What I Admired Most About Reinhard Bonnke
I met Reinhard Bonnke several times during my days as editor of Charisma magazine. But my favorite memory of the German evangelist occurred in a small meeting with pastors on the East coast of Florida, near Stuart, sometime around 2005. Bonnke had gathered the pastors to float the idea of hosting a large evangelistic event in the region.
I sat on the front row and listened to this passionate preacher, who was famous for his booming voice and thick accent. He talked about what he loved most—reaching the lost—and then he announced that he wanted to pray for everyone in the room to receive a burden for evangelism.
People began scrambling in every direction. Chairs were carried to the back of the room so all the leaders could get near the stage. Everybody wanted the gifted evangelist to touch them. They wanted his anointing so badly they were willing to shove other people out of the way to get it.
But I could tell this attitude bothered Bonnke. He told the audience sternly that he couldn’t give them his anointing. And he also warned them not to fall backward if he prayed for them. “If you fall, fall at your own risk,” he said.
That was not a common attitude among other celebrity charismatic ministers I knew. Many of the more flamboyant preachers in our movement were known to hand out “special anointings” right and left—and a few of them suggested that you might get a stronger anointing if you gave $1,000 in the offering.
Those same guys would also encourage people to fall on the floor. And if you didn’t fall, they might push you down.
But Reinhard Bonnke didn’t play charismatic games. He didn’t whack people on the head to make himself look powerful. He didn’t need titles or swagger or religious theater to boost his ego. He never mishandled money. He was a simple man who had one priority—preaching the gospel to the unsaved. Bonnke always kept the main thing the main thing.
“Proclaiming the cross is not a side thought, an afterthought,” he said in an interview with Preaching.com. “It’s not on the back burner; it must be the front burner. … When I see how souls are coming to the arms of Jesus by the hundreds of thousands in my own crusades, I’m awed. And I know that there’s great joy in heaven.”
Bonnke died last week in Orlando, Florida, at the age of 79. The ministry he founded, Christ for all Nations (CfaN), says more than 79 million people made decisions for Jesus in his massive evangelistic campaigns, most of which were held in Africa.
Known affectionately as “the Billy Graham of Africa,” he was driven by a dream he had as a young man. After moving to Lesotho at age 24 with his wife, Anni, he saw a vision of the entire continent of Africa washed in the blood of Jesus.
His passion to preach to the masses is what motivated him to construct the largest tent ever made—one that held 34,000 people.

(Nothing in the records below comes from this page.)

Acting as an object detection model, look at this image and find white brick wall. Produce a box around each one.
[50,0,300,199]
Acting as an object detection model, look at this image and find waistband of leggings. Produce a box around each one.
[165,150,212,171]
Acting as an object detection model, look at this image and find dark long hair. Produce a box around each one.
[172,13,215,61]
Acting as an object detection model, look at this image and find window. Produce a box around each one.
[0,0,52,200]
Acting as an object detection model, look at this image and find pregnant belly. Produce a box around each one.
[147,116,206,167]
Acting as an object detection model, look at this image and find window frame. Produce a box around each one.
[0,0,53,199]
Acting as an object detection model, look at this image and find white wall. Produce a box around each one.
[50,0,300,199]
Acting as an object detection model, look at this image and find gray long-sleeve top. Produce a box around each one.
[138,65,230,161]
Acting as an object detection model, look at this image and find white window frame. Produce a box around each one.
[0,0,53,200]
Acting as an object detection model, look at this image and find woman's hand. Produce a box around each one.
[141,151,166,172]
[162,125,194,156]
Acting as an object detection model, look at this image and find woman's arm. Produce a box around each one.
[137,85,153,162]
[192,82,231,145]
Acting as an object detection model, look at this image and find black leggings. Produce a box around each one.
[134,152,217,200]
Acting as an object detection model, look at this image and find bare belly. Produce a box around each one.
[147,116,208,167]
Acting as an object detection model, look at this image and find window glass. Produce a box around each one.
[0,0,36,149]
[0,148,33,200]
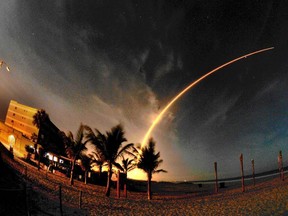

But after a windstorm destroyed it, he realized tents were too small to hold the crowds he was destined to reach. It was not unusual for 100,000 Africans to come to his outdoor meetings. His largest evangelistic campaign, held in Lagos, Nigeria, in the year 2000, drew a crowd of 6 million.
Bonnke was a brave man. He was never content to stay inside the comfortable walls of the church and preach to the choir. He had to be on the front lines—even when it was dangerous for him.
His closest brush with death occurred in 1991 when he tried to sponsor a massive outdoor gospel rally in the city of Kano, Nigeria, where militant Muslims sometimes burn churches and murder pastors. Riots broke out. Bonnke had to cancel the meetings and flee the city because Christians were being killed.
“It appeared Satan had won,” Bonnke said of the Kano campaign. Yet nine years later, that record-breaking crowd came to his campaign in Lagos. A whopping 1 million people made decisions for Christ in that one event.
Bonnke never apologized for being a Pentecostal. He believed in the power of the Holy Spirit, and his many books—including Evangelism by Fire, Mighty Manifestations and Hell Empty, Heaven Full—emphasize the need for the Spirit’s gifts in order to reach the lost. But Bonnke never cheapened the Spirit’s power with charismatic games.
Like a modern-day Elijah, Bonnke has now been taken to heaven. But his mantle has been passed on—to the many young leaders he mentored in his evangelistic training school, and through the many books he wrote. (I plan to dive into his autobiography, Living a Life of Fire, during the Christmas break.)
In this challenging season when style is often celebrated more than substance, and preachers play it safe, I want more of the humility, simplicity and courage that Reinhard Bonnke modeled for us all.